For some reason I am having a hard time visualizing why this occurs.


----------



## msinc (Jan 8, 2017)

Is this what you mean, otherwise could you clarify whether you mean the wood grain such as so called "feather crotch" or "flame", as above or you are talking about some kind of milling marks, like from a saw????? 
If it's in the grain and you mean feather crotch wood this is due to a fork in the tree. The larger the pattern then the bigger the fork. Big double main trunk trees will have the biggest and most of the time the prettiest. Not sure the exact terminology for it, but basically it's where the grain is trying to grow both ways or switch directions. You get a different effect sawing it flat to the fork or perpendicular. One thing is for certain, that is if we are talking about the same thing…whatever you call it and whatever the reason it happens….it is rare and it is expensive.


----------



## Loren (May 30, 2008)

If trees were totally uniform and straight 
flat sawn wood would be more regular in
appearance. As it is, a kink in the tree will
cause grain variation in a flatsawn board
over its length.


----------



## bondogaposis (Dec 18, 2011)

The reason is boards are sawn from logs and logs are truncated cones in shape. The annual rings are parallel to the sides of the cone. Boards are sawn straight and not parallel to the sides and intersect the annual rings at a slight angle creating a pattern that is parabolic in shape as the face of the board intersects the annual rings.


----------



## Mike_D_S (May 3, 2012)

This simple diagram will probably help. As noted by Loren above, a tree is not uniform and the grain varies, but as a rule the tops of trees are smaller than the bottoms and the growth rings are continuous. So if consider a perfectly circular tree with perfect growth rings, then you can think of the growth rings are sort of cones. When you section a cone vertically, you get the parabolic shape at the top. Thus the cathedral pattern where the saw cut crosses the growth ring at that point.
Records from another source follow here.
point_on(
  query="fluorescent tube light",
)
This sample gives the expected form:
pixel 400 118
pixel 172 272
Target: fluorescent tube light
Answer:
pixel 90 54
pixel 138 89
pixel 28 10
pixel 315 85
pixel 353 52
My teachers always said this was going to come in handy one day…..


----------



## LesB (Dec 21, 2008)

The arching, cathedral, pattern is caused during the cutting procedure as demonstrated above.
However the "flame" type patters is most often caused by a juncture of two limbs coming together. When collecting turning blank wood from trees being cut down I always try to preserve these junctions of the limbs or trunks.


----------



## tomsteve (Jan 23, 2015)

> I am wondering if anyone has any insight into why the cathedral/flame pattern results in flat sawn boards.
> 
> - stevewr


aliens.


----------